Re: [PATCH 6/6] kvm: x86: do not use KVM_REQ_EVENT for APICv interrupt injection

[Date Prev][Date Next][Thread Prev][Thread Next][Date Index][Thread Index]

 



2017-03-09 9:23 GMT+08:00 Wanpeng Li <kernellwp@xxxxxxxxx>:
> 2016-12-20 0:17 GMT+08:00 Paolo Bonzini <pbonzini@xxxxxxxxxx>:
>> Since bf9f6ac8d749 ("KVM: Update Posted-Interrupts Descriptor when vCPU
>> is blocked", 2015-09-18) the posted interrupt descriptor is checked
>> unconditionally for PIR.ON.  Therefore we don't need KVM_REQ_EVENT to
>> trigger the scan and, if NMIs or SMIs are not involved, we can avoid
>> the complicated event injection path.
>>
>> Calling kvm_vcpu_kick if PIR.ON=1 is also useless, though it has been
>> there since APICv was introduced.
>>
>> However, without the KVM_REQ_EVENT safety net KVM needs to be much
>> more careful about races between vmx_deliver_posted_interrupt and
>> vcpu_enter_guest.  First, the IPI for posted interrupts may be issued
>> between setting vcpu->mode = IN_GUEST_MODE and disabling interrupts.
>> If that happens, kvm_trigger_posted_interrupt returns true, but
>> smp_kvm_posted_intr_ipi doesn't do anything about it.  The guest is
>> entered with PIR.ON, but the posted interrupt IPI has not been sent
>> and the interrupt is only delivered to the guest on the next vmentry
>> (if any).  To fix this, disable interrupts before setting vcpu->mode.

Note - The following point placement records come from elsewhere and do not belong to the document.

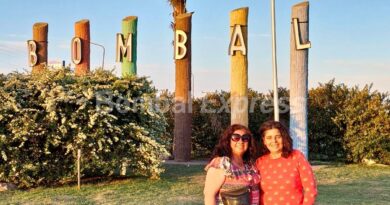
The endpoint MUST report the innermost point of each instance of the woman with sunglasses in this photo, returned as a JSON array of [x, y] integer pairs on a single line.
[[287, 177], [231, 169]]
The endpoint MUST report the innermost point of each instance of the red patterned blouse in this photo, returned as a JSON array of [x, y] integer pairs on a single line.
[[286, 181]]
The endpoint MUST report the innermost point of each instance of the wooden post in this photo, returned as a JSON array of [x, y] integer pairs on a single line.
[[299, 77], [239, 67], [129, 25], [183, 109], [40, 33], [78, 169], [82, 31]]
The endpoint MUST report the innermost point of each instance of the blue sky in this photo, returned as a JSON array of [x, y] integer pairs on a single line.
[[350, 39]]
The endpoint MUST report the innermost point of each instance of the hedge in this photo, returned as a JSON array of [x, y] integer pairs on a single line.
[[45, 119]]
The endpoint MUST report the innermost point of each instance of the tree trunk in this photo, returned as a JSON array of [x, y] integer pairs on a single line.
[[299, 79], [183, 103], [82, 32], [239, 70], [40, 32], [129, 25]]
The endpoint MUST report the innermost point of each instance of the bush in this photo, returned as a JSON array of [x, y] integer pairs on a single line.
[[325, 137], [365, 119], [45, 119]]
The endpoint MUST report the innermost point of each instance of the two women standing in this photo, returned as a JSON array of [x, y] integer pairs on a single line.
[[280, 175]]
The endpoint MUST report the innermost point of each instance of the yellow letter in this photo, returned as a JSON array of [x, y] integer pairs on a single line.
[[237, 34]]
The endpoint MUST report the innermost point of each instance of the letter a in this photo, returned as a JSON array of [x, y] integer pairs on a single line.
[[237, 34], [180, 41]]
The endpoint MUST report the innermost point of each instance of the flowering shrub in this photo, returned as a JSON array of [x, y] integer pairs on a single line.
[[45, 119]]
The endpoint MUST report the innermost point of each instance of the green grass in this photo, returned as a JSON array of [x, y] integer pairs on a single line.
[[337, 184]]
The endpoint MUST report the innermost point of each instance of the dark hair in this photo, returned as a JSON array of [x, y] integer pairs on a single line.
[[223, 147], [287, 140]]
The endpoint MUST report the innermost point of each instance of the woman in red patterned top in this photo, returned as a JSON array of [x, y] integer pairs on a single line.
[[287, 177], [232, 167]]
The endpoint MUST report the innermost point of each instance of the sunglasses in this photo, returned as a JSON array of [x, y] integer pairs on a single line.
[[237, 137]]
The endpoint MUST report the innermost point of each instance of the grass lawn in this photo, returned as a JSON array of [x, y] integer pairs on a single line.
[[180, 184]]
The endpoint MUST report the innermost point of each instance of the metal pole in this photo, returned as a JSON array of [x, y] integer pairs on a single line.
[[78, 168], [274, 65]]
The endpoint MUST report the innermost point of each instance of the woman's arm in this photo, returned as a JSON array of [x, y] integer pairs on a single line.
[[308, 181], [214, 180]]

>> This ensures that the IPI is delayed until the guest enters non-root mode;
>> it is then trapped by the processor causing the interrupt to be injected.
>>
>> Second, the IPI may be issued between
>>
>>                         kvm_x86_ops->hwapic_irr_update(vcpu,
>>                                 kvm_lapic_find_highest_irr(vcpu));
>>
>> and vcpu->mode = IN_GUEST_MODE.  In this case, kvm_vcpu_kick is called
>> but it (correctly) doesn't do anything because it sees vcpu->mode ==
>> OUTSIDE_GUEST_MODE.  Again, the guest is entered with PIR.ON but no
>> posted interrupt IPI is pending; this time, the fix for this is to move
>> the RVI update after IN_GUEST_MODE.
>>
>> Both issues were previously masked by the liberal usage of KVM_REQ_EVENT.

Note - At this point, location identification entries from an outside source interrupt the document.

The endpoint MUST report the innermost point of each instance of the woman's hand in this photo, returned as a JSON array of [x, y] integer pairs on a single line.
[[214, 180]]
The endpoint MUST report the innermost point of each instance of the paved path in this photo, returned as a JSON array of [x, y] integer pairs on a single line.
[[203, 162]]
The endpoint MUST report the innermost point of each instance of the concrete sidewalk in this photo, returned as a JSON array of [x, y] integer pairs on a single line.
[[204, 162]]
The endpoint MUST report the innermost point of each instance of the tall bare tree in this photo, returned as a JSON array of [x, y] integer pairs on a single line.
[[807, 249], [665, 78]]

>> In both race scenarios KVM_REQ_EVENT would cancel guest entry, resulting
>> in another vmentry which would inject the interrupt.
>>
>> This saves about 300 cycles on the self_ipi_* tests of vmexit.flat.
>>
>> Signed-off-by: Paolo Bonzini <pbonzini@xxxxxxxxxx>
>> ---
>>  arch/x86/kvm/lapic.c | 11 ++++-------
>>  arch/x86/kvm/vmx.c   |  8 +++++---
>>  arch/x86/kvm/x86.c   | 44 +++++++++++++++++++++++++-------------------
>>  3 files changed, 34 insertions(+), 29 deletions(-)
>>
>> diff --git a/arch/x86/kvm/lapic.c b/arch/x86/kvm/lapic.c
>> index f644dd1dbe71..5ea94b622e88 100644
>> --- a/arch/x86/kvm/lapic.c
>> +++ b/arch/x86/kvm/lapic.c
>> @@ -385,12 +385,8 @@ int __kvm_apic_update_irr(u32 *pir, void *regs)

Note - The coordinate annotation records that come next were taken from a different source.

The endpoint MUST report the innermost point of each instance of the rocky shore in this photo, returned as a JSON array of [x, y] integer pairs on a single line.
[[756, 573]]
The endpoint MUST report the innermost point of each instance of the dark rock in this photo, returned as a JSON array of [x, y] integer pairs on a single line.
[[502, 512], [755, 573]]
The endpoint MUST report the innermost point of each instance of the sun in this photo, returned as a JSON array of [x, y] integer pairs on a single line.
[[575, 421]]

>>  int kvm_apic_update_irr(struct kvm_vcpu *vcpu, u32 *pir)
>>  {
>>         struct kvm_lapic *apic = vcpu->arch.apic;
>> -       int max_irr;
>>
>> -       max_irr = __kvm_apic_update_irr(pir, apic->regs);
>> -
>> -       kvm_make_request(KVM_REQ_EVENT, vcpu);
>> -       return max_irr;
>> +       return __kvm_apic_update_irr(pir, apic->regs);
>>  }
>>  EXPORT_SYMBOL_GPL(kvm_apic_update_irr);
>>
>> @@ -423,9 +419,10 @@ static inline void apic_clear_irr(int vec, struct kvm_lapic *apic)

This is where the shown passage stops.